Designing A Constant-Time Algorithm For A Function

Question

This question just went over my head:

A function G(m) is defined as below:

a) If m <= 100 then G(m) = G(G(m + 11))

b) If m > 100 then G(m) = m – 10

According to above question, how do I design a constant-time algorithm that calculates G(m)?

Answer 1

The (b) part can obviously be computed in constant time, assuming m fits in an integer variable.

The tricky part the problem is asking to prove is that the (a) part is constant. Then the O(1) time follows. That can be done using mathematical induction or in some other way.

The inductive proof follows.

First observe that G(101) is equal to 101 - 10 = 91 by definition.

For 90 <= n <= 100 it holds that G(n) = G(G(n + 11)), where n + 11 > 100. Therefore G(n) it is equal to G(n + 11 - 10) = G(n+1), which is 91.

From this, the the ten equations G(91 - 1) = 91, G(91 - (1 - 1)) = 91, ..., G(91 - (1 - 10)) = 91 are all true. This is the base for the general induction.

The inductive step: assume that G(91 - i) = 91, G(91 - (i - 1)) = 91, ..., G(91 - (i - 10)) = 91 is true for all numbers i from 1 up to a certain bound.

Then G(91 - (i + 1)) = G(G(91 - i - 1 + 11)) = G(G(91 - (i - 10))).
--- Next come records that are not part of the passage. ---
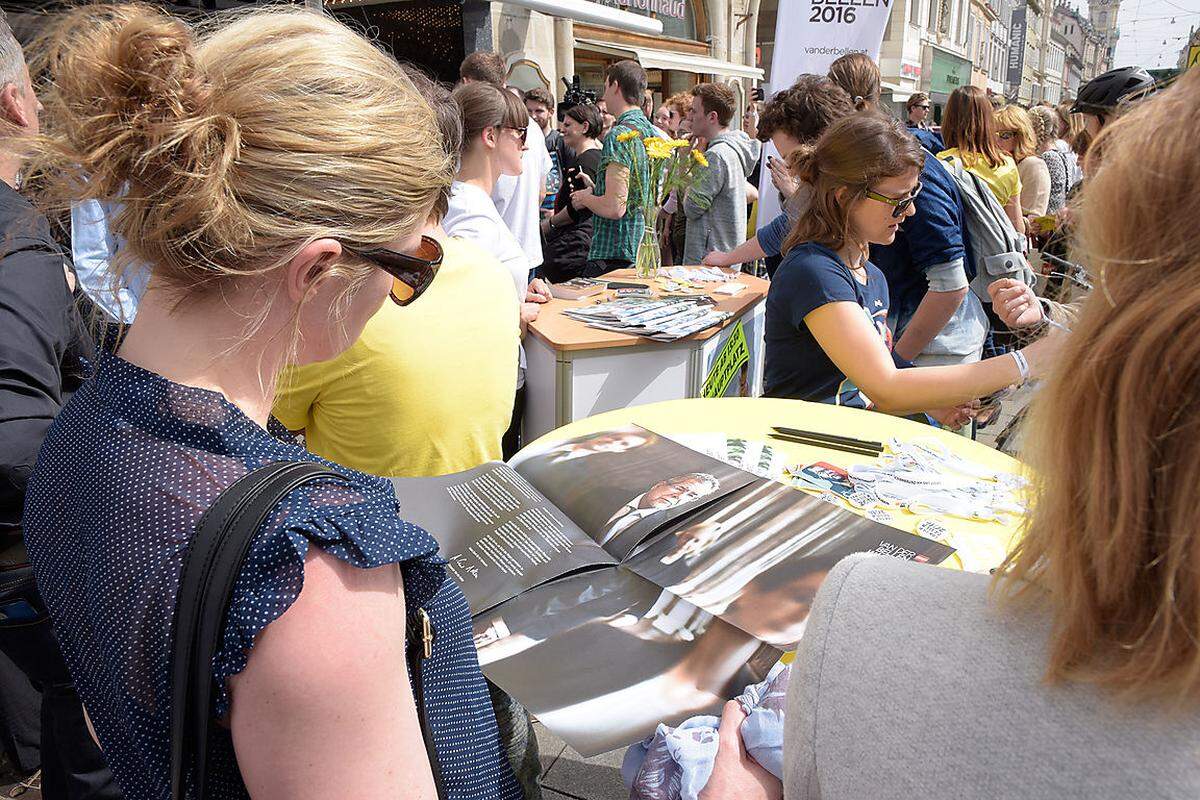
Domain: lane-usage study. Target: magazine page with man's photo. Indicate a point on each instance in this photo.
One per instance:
(619, 486)
(603, 657)
(498, 534)
(757, 558)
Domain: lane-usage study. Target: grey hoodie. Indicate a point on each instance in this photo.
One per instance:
(717, 205)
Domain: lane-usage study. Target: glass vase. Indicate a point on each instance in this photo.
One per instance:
(649, 256)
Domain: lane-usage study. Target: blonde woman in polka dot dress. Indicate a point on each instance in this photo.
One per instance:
(271, 167)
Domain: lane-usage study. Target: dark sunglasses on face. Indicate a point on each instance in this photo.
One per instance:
(522, 132)
(899, 205)
(411, 275)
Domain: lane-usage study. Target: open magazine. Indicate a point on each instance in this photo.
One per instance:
(622, 579)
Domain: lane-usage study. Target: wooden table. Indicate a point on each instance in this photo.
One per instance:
(575, 371)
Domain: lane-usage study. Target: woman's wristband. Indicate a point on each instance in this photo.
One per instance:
(1023, 365)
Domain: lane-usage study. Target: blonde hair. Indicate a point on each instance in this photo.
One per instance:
(1050, 122)
(969, 124)
(1114, 537)
(1017, 119)
(233, 145)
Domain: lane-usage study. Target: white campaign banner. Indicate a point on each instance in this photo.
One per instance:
(809, 36)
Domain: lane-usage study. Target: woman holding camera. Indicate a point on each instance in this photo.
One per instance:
(277, 170)
(568, 232)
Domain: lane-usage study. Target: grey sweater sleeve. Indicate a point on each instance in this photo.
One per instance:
(801, 781)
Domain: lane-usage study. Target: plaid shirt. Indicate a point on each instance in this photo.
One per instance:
(617, 239)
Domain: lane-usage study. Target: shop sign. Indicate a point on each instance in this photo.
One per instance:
(676, 8)
(1017, 47)
(948, 72)
(677, 16)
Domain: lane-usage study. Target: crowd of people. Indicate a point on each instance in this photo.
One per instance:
(286, 246)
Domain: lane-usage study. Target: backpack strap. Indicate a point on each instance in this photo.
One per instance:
(205, 589)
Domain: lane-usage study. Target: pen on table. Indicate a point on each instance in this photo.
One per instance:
(831, 445)
(829, 437)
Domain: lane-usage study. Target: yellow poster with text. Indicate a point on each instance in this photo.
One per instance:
(732, 356)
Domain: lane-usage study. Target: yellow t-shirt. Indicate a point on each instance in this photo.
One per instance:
(427, 389)
(1003, 181)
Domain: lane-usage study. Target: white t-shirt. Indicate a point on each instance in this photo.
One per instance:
(473, 217)
(519, 197)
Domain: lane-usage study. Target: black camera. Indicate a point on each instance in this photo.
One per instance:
(574, 178)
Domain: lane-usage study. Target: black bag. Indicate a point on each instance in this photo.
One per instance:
(205, 588)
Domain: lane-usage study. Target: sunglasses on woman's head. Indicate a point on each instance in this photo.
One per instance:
(522, 132)
(411, 275)
(899, 205)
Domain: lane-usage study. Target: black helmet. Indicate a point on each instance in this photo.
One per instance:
(1105, 91)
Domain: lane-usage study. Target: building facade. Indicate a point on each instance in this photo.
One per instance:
(545, 42)
(1084, 48)
(928, 47)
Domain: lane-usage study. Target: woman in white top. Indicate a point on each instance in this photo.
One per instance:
(1014, 130)
(495, 125)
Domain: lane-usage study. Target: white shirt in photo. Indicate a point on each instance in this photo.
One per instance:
(519, 197)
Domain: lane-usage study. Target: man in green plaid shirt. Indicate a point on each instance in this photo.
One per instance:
(617, 226)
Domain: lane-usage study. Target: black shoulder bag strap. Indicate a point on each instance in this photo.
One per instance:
(205, 589)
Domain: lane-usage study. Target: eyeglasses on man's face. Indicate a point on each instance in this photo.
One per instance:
(411, 274)
(522, 132)
(899, 204)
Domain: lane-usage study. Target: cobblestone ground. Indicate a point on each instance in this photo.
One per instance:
(569, 776)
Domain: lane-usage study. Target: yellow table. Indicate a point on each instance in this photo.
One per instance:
(981, 545)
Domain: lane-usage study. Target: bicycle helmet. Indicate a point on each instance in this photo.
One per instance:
(1104, 92)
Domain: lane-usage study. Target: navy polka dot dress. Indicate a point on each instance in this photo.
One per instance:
(127, 469)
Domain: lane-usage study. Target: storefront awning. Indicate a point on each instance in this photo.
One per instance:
(583, 11)
(655, 59)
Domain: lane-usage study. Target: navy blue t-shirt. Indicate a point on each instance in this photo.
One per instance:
(795, 366)
(929, 238)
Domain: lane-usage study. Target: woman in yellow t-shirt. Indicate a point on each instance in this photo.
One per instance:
(969, 130)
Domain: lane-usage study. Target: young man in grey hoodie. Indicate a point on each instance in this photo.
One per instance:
(717, 205)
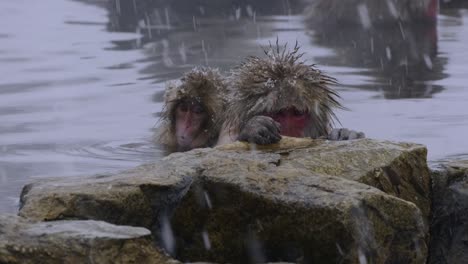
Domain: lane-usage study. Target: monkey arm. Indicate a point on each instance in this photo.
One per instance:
(345, 134)
(260, 130)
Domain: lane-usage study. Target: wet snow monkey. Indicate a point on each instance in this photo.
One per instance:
(280, 95)
(191, 111)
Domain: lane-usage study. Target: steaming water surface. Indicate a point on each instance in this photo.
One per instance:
(82, 81)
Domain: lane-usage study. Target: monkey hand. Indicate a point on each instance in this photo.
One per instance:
(260, 130)
(345, 134)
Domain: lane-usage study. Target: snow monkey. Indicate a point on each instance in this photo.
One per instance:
(281, 95)
(191, 111)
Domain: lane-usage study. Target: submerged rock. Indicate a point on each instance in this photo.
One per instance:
(301, 200)
(88, 241)
(449, 227)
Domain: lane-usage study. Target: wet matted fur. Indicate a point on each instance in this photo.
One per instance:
(202, 84)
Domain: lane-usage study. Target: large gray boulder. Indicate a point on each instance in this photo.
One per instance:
(449, 227)
(300, 200)
(22, 241)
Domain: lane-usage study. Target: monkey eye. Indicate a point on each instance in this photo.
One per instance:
(280, 113)
(298, 112)
(198, 109)
(183, 107)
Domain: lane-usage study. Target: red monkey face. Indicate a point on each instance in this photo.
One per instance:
(293, 122)
(191, 119)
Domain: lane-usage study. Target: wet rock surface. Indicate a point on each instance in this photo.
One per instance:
(300, 200)
(22, 241)
(449, 227)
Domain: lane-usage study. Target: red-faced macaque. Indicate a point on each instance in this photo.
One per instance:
(191, 111)
(281, 95)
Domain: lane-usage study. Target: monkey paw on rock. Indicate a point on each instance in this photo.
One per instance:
(260, 130)
(345, 134)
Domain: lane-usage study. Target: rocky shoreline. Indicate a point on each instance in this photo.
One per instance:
(300, 201)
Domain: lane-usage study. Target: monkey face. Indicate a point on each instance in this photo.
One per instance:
(293, 122)
(190, 124)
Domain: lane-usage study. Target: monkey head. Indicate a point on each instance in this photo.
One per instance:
(281, 86)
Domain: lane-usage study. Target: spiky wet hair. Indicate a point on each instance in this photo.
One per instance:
(202, 84)
(281, 80)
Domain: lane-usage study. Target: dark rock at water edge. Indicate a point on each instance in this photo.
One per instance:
(449, 227)
(300, 201)
(22, 241)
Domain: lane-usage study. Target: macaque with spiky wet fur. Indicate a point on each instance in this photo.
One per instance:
(191, 111)
(281, 96)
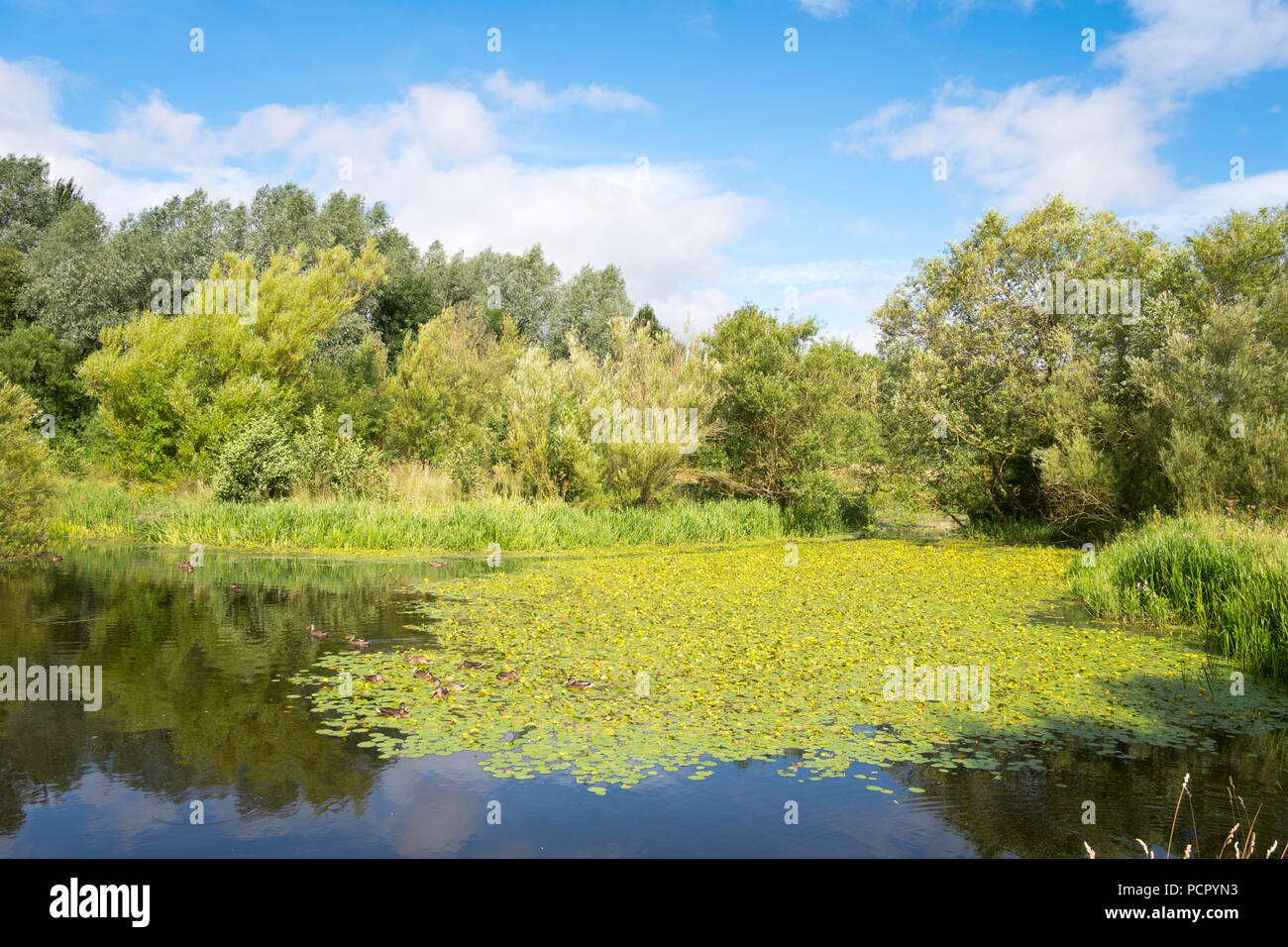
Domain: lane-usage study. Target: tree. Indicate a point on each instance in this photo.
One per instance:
(29, 201)
(11, 283)
(988, 382)
(46, 368)
(789, 407)
(172, 388)
(26, 471)
(445, 392)
(587, 307)
(73, 279)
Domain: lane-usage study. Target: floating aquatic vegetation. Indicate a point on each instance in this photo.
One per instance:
(732, 655)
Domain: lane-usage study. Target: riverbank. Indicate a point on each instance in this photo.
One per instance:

From the base step, we know that G(91 - (i - 10)) = 91. Plugging this in the equation above, we get G(91), which is also already known to be 91. From this it follows that the assumption is true for i+1 as well.

Consequently, G(91 - n) is equal to 91 for all n >= 1. The induction is proven.

An example of the constant-time algorithm for computing G in Python:

def G(m):
   if m > 100:
      return m - 10
   else:
      return 91